To briefly recap, there are two distinct ways you can use to render to the HMD (in this particular case I’ll be focusing on Oculus Rift):

1. Create two render targets (one per eye) and draw the scene to each one of them accordingly.
2. Create a single, large render target and use proper viewports to draw each eye to it.

The details on how both of these can be achieved are not specified, so it’s up to the programmer to figure out how to get both images. Usually, the first idea that comes to mind is to simply recalculate MVP matrix for each eye every frame and render the scene twice, which may look like this in C++ pseudocode:

for (int eyeIndex = 0; eyeIndex < ovrEye_Count; eyeIndex++)
{
    // recalculate ModelViewProjection matrix for current eye
    OVR::Matrix4f MVPMatrix = g_oculusVR.OnEyeRender(eyeIndex); 

    // setup scene's shaders and positions using MVPMatrix
    // setup of HMD viewports and buffers goes here
    (...)

    // final image ends up in correct viewport/render buffer of the HMD
    glDrawArrays(GL_TRIANGLE_STRIP, 0, num_verts);
}

This works fine but what we’re essentially doing is doubling the amount of draw calls due to rendering everything twice. With modern GPUs this may not necessarily be that big of a deal, however the CPU <-> GPU communication quickly becomes the bottleneck as the scene complexity goes up. During my tests, trying to render a scene with 2500 quads and no culling resulted in drastic framerate drop and GPU rendering time increase. With Oculus SDK 1.3 this can, in fact, go unnoticed due to asynchronous timewarp but we don’t want to deal with performance losses! This is where instancing can play a big role in gaining significant boost.

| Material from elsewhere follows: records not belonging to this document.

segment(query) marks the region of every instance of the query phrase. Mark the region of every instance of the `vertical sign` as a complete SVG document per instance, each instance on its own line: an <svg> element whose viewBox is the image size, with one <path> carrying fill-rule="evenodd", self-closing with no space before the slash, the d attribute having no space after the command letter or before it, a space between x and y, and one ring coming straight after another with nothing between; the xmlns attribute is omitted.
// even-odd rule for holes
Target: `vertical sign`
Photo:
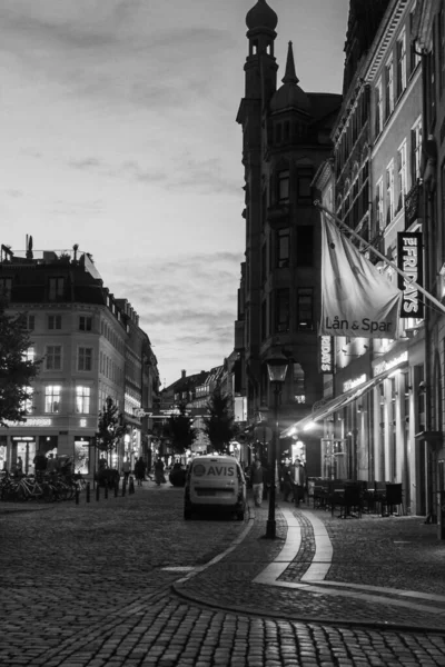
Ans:
<svg viewBox="0 0 445 667"><path fill-rule="evenodd" d="M334 346L330 336L319 337L319 372L334 372Z"/></svg>
<svg viewBox="0 0 445 667"><path fill-rule="evenodd" d="M403 292L400 317L424 317L422 292L413 285L415 281L423 287L422 232L397 233L397 267L405 273L398 275L398 289Z"/></svg>

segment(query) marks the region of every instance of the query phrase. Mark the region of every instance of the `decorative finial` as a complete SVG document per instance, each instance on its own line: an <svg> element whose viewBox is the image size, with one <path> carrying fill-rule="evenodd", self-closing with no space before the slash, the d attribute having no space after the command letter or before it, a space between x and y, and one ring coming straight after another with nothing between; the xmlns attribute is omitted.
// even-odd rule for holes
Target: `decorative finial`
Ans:
<svg viewBox="0 0 445 667"><path fill-rule="evenodd" d="M294 83L295 86L299 81L297 74L295 73L294 51L291 48L291 41L289 41L289 47L287 50L286 71L281 81L283 83Z"/></svg>

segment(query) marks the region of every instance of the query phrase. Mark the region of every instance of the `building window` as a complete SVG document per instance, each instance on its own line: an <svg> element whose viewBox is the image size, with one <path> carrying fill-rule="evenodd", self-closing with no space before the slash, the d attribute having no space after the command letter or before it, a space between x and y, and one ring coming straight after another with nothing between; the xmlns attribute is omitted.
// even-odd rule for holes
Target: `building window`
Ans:
<svg viewBox="0 0 445 667"><path fill-rule="evenodd" d="M28 398L23 400L23 402L21 404L21 408L26 411L27 415L31 415L33 410L33 389L32 387L23 387L23 389L28 394Z"/></svg>
<svg viewBox="0 0 445 667"><path fill-rule="evenodd" d="M276 330L289 330L289 290L278 289L276 291Z"/></svg>
<svg viewBox="0 0 445 667"><path fill-rule="evenodd" d="M61 299L65 295L65 278L50 278L49 285L49 300L56 301Z"/></svg>
<svg viewBox="0 0 445 667"><path fill-rule="evenodd" d="M48 316L48 329L61 329L62 328L62 316L61 315L49 315Z"/></svg>
<svg viewBox="0 0 445 667"><path fill-rule="evenodd" d="M76 387L76 412L89 414L90 394L91 389L89 387Z"/></svg>
<svg viewBox="0 0 445 667"><path fill-rule="evenodd" d="M279 171L278 173L278 201L286 203L289 201L289 171Z"/></svg>
<svg viewBox="0 0 445 667"><path fill-rule="evenodd" d="M394 218L394 162L386 168L386 225Z"/></svg>
<svg viewBox="0 0 445 667"><path fill-rule="evenodd" d="M0 278L0 297L11 300L12 278Z"/></svg>
<svg viewBox="0 0 445 667"><path fill-rule="evenodd" d="M92 317L79 317L79 331L91 331L92 328Z"/></svg>
<svg viewBox="0 0 445 667"><path fill-rule="evenodd" d="M404 141L397 151L397 211L405 206L406 189L406 141Z"/></svg>
<svg viewBox="0 0 445 667"><path fill-rule="evenodd" d="M78 370L92 370L92 348L79 348Z"/></svg>
<svg viewBox="0 0 445 667"><path fill-rule="evenodd" d="M406 88L406 34L397 40L397 98Z"/></svg>
<svg viewBox="0 0 445 667"><path fill-rule="evenodd" d="M58 385L48 385L44 388L44 411L60 412L60 394L62 388Z"/></svg>
<svg viewBox="0 0 445 667"><path fill-rule="evenodd" d="M298 169L297 171L297 197L298 203L313 203L313 182L312 169Z"/></svg>
<svg viewBox="0 0 445 667"><path fill-rule="evenodd" d="M289 230L287 228L278 229L276 240L277 240L277 267L279 269L283 269L284 267L289 266L289 248L290 248Z"/></svg>
<svg viewBox="0 0 445 667"><path fill-rule="evenodd" d="M376 183L376 228L382 231L385 227L385 219L383 215L383 179Z"/></svg>
<svg viewBox="0 0 445 667"><path fill-rule="evenodd" d="M46 369L61 370L62 367L62 347L60 345L47 346Z"/></svg>
<svg viewBox="0 0 445 667"><path fill-rule="evenodd" d="M414 13L415 13L415 9L409 14L409 34L411 36L413 36L413 33L414 33ZM411 73L414 72L414 70L416 69L416 67L418 66L418 63L421 62L421 59L422 59L422 56L417 51L416 47L417 47L416 41L411 40L411 58L409 58Z"/></svg>
<svg viewBox="0 0 445 667"><path fill-rule="evenodd" d="M412 185L421 178L421 158L422 158L422 122L421 120L411 131L411 176Z"/></svg>
<svg viewBox="0 0 445 667"><path fill-rule="evenodd" d="M394 63L393 59L385 67L385 119L394 111Z"/></svg>
<svg viewBox="0 0 445 667"><path fill-rule="evenodd" d="M297 329L309 331L314 328L314 297L312 288L299 288L297 295Z"/></svg>
<svg viewBox="0 0 445 667"><path fill-rule="evenodd" d="M314 266L314 228L309 225L297 227L297 266Z"/></svg>

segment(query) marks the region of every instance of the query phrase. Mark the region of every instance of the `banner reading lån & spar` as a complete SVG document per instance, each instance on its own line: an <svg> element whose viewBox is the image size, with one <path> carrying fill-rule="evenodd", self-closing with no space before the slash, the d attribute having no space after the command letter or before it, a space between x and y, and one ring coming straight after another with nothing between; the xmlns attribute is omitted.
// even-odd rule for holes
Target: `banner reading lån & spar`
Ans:
<svg viewBox="0 0 445 667"><path fill-rule="evenodd" d="M319 334L396 339L400 302L400 290L323 216Z"/></svg>

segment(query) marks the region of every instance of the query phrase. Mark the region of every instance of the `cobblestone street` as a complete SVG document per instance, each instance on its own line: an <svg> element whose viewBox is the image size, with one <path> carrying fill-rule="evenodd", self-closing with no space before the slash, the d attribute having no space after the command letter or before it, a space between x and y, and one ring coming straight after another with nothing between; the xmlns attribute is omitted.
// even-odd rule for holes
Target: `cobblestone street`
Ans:
<svg viewBox="0 0 445 667"><path fill-rule="evenodd" d="M266 502L243 524L184 521L181 501L182 489L146 482L132 496L79 506L1 504L0 664L445 666L445 605L416 597L444 590L444 545L422 518L320 512L334 546L325 588L286 588L254 579L279 559L289 507L277 509L278 539L264 540ZM284 584L298 586L307 570L298 561L315 551L314 512L293 514L306 537ZM419 583L411 581L419 563ZM393 593L368 600L358 587L369 580L414 590L412 610L394 606ZM345 581L357 587L349 597L329 590Z"/></svg>

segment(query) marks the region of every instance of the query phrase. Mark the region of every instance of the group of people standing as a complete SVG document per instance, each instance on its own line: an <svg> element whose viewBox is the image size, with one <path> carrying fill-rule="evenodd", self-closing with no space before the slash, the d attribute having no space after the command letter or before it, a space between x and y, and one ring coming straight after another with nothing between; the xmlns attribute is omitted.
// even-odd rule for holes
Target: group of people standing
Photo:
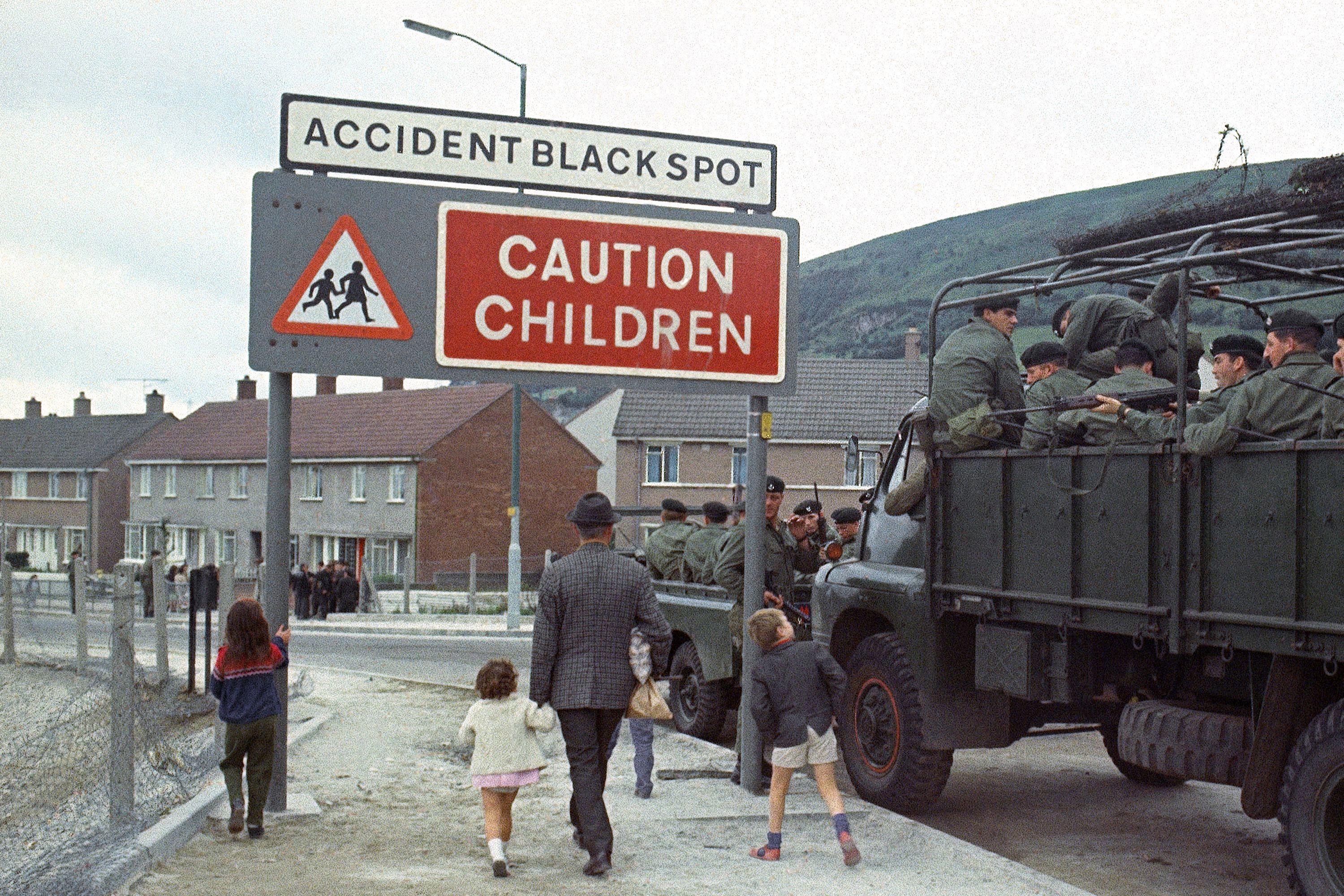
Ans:
<svg viewBox="0 0 1344 896"><path fill-rule="evenodd" d="M289 575L289 592L300 619L325 619L329 613L359 610L359 579L344 560L328 560L317 572L300 563Z"/></svg>

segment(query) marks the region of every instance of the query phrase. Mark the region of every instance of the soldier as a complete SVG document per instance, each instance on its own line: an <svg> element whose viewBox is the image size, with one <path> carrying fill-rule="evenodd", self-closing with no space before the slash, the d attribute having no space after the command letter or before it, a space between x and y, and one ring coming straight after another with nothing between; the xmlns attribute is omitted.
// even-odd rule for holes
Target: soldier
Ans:
<svg viewBox="0 0 1344 896"><path fill-rule="evenodd" d="M933 357L929 419L943 450L984 447L986 439L1017 442L1016 431L985 416L991 410L1023 407L1021 376L1012 351L1017 326L1016 298L976 300L976 317L938 348Z"/></svg>
<svg viewBox="0 0 1344 896"><path fill-rule="evenodd" d="M1144 390L1171 388L1171 383L1153 376L1153 353L1137 339L1126 339L1116 348L1116 375L1097 380L1091 387L1098 395L1124 395ZM1161 418L1157 418L1161 419ZM1116 426L1111 414L1097 411L1064 411L1059 415L1059 430L1082 429L1087 445L1141 445L1146 439Z"/></svg>
<svg viewBox="0 0 1344 896"><path fill-rule="evenodd" d="M719 539L727 532L728 506L722 501L704 502L704 525L685 537L681 555L681 580L714 583L714 562L718 559Z"/></svg>
<svg viewBox="0 0 1344 896"><path fill-rule="evenodd" d="M852 560L859 556L859 525L863 523L863 514L857 508L840 508L831 514L831 521L836 524L836 532L840 535L837 540L844 545L840 559Z"/></svg>
<svg viewBox="0 0 1344 896"><path fill-rule="evenodd" d="M1051 318L1055 336L1064 340L1068 367L1095 382L1116 369L1116 347L1126 339L1140 339L1153 355L1153 368L1169 383L1176 382L1176 349L1167 340L1163 320L1124 296L1085 296L1064 302Z"/></svg>
<svg viewBox="0 0 1344 896"><path fill-rule="evenodd" d="M1027 407L1042 407L1056 398L1082 395L1091 387L1086 376L1068 369L1067 364L1068 353L1062 343L1054 340L1036 343L1021 353L1021 365L1027 368ZM1023 430L1021 446L1039 451L1050 445L1047 434L1055 431L1058 416L1054 411L1027 414L1027 426L1031 429Z"/></svg>
<svg viewBox="0 0 1344 896"><path fill-rule="evenodd" d="M1226 454L1249 430L1274 439L1317 438L1324 423L1324 403L1333 399L1285 383L1285 377L1328 390L1339 375L1316 353L1325 328L1308 312L1289 308L1265 322L1265 357L1273 369L1250 376L1236 388L1227 410L1207 423L1185 426L1185 447L1192 454ZM1161 442L1165 420L1154 414L1133 411L1103 398L1095 412L1116 414L1121 426L1145 442Z"/></svg>
<svg viewBox="0 0 1344 896"><path fill-rule="evenodd" d="M695 524L685 521L685 505L676 498L663 498L663 525L644 539L644 556L655 579L681 580L681 556Z"/></svg>

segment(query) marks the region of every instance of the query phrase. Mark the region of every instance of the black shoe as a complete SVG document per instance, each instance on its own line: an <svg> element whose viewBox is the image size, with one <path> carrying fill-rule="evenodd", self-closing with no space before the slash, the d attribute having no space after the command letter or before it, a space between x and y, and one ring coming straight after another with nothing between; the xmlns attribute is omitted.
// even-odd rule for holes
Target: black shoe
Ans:
<svg viewBox="0 0 1344 896"><path fill-rule="evenodd" d="M612 870L612 856L607 853L595 853L583 866L583 873L589 877L601 877L609 870Z"/></svg>

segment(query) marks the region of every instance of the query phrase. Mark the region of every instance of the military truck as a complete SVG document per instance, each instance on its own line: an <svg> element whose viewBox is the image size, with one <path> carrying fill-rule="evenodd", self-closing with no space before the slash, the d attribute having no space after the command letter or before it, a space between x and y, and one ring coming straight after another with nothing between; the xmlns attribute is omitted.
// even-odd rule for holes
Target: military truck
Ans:
<svg viewBox="0 0 1344 896"><path fill-rule="evenodd" d="M1192 292L1261 316L1341 293L1318 271L1320 247L1337 265L1341 246L1344 210L1285 210L966 277L933 302L930 344L939 313L976 296L1150 287L1180 271L1184 356ZM1245 282L1262 297L1234 293ZM837 721L859 794L918 814L956 750L1090 724L1140 785L1241 787L1247 815L1278 817L1293 891L1344 893L1344 442L943 454L922 419L907 415L864 496L859 556L813 586L813 637L848 672ZM886 513L922 455L923 500ZM673 686L679 725L712 728L702 711L732 700L731 652L711 630L723 610L710 594L663 600L691 673Z"/></svg>

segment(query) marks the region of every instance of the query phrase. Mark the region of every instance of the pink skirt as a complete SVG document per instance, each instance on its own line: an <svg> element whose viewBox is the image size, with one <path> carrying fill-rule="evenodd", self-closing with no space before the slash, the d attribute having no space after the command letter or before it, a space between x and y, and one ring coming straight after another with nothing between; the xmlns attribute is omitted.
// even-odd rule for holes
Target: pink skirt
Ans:
<svg viewBox="0 0 1344 896"><path fill-rule="evenodd" d="M523 787L542 779L540 768L527 771L505 771L500 775L472 775L472 787Z"/></svg>

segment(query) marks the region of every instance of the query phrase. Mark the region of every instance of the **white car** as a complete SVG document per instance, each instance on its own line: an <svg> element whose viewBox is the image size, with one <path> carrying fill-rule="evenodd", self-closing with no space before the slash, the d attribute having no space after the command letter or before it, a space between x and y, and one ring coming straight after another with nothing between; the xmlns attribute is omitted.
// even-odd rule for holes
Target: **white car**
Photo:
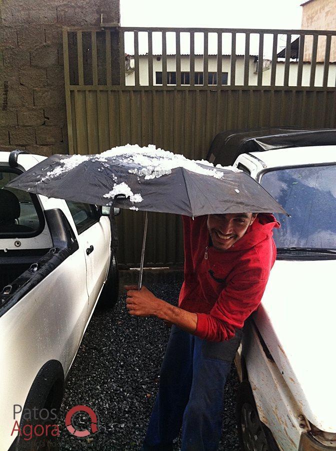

In a nutshell, with instancing we can render multiple instances (hence the name) of the same geometry with only single draw call. What this means is we can draw the entire scene multiple times as if we were doing it only once (not entirely true but for our purposes we can assume it works that way). So the amount of draw calls is reduced by half in our case and we end up with code that may look like this:

// MVP matrices for left and right eye
GLfloat mvps[32];

// fetch location of MVP UBO in shader
GLuint mvpBinding = 0;
GLint blockIdx = glGetUniformBlockIndex(shader_id, "EyeMVPs");
glUniformBlockBinding(shader_id, blockIdx, mvpBinding);

// fetch MVP matrices for both eyes
for (int i = 0; i < 2; i++)
{
    OVR::Matrix4f MVPMatrix = g_oculusVR.OnEyeRender(i);
    memcpy(&mvps[i * 16], &MVPMatrix.Transposed().M[0][0], sizeof(GLfloat) * 16);
}

// update MVP UBO with new eye matrices
glBindBuffer(GL_UNIFORM_BUFFER, mvpUBO);
glBufferData(GL_UNIFORM_BUFFER, 2 * sizeof(GLfloat) * 16, mvps, GL_STREAM_DRAW);
glBindBufferRange(GL_UNIFORM_BUFFER, mvpBinding, mvpUBO, 0, 2 * sizeof(GLfloat) * 16);

// at this point we have both viewports calculated by the SDK, fetch them
ovrRecti viewPortL = g_oculusVR.GetEyeViewport(0);
ovrRecti viewPortR = g_oculusVR.GetEyeViewport(1);

// create viewport array for geometry shader
GLfloat viewports[] = { (GLfloat)viewPortL.Pos.x, (GLfloat)viewPortL.Pos.y, 
                        (GLfloat)viewPortL.Size.w, (GLfloat)viewPortL.Size.h,
                        (GLfloat)viewPortR.Pos.x, (GLfloat)viewPortR.Pos.y, 
                        (GLfloat)viewPortR.Size.w, (GLfloat)viewPortR.Size.h };
glViewportArrayv(0, 2, viewports);

// setup the scene and perform instanced render - half the drawcalls!
(...)
glDrawArraysInstanced(GL_TRIANGLE_STRIP, 0, num_verts, 2);

There’s a bit more going on now, so let’s go through the pseudocode step by step:

// MVP matrices for left and right eye
GLfloat mvps[32];

// fetch location of MVP UBO in shader
GLuint mvpBinding = 0;
GLint blockIdx = glGetUniformBlockIndex(shader_id, "EyeMVPs");
glUniformBlockBinding(shader_id, blockIdx, mvpBinding);

// fetch MVP matrices for both eyes
for (int i = 0; i < 2; i++)
{
    OVR::Matrix4f MVPMatrix = g_oculusVR.OnEyeRender(i);
    memcpy(&mvps[i * 16], &MVPMatrix.Transposed().M[0][0], sizeof(GLfloat) * 16);
}

Starting each frame, we recalculate MVP matrix for each eye just as before. This time, however, it is the only thing we do in a loop. The results are stored in a GLfloat array, since this will be the shader input when drawing both eyes (4×4 matrix is 16 floats, so we need 32 element array to store both eyes). The matrices will be stored in a uniform buffer object, so we need fetch the location of the uniform block before we can perform the update.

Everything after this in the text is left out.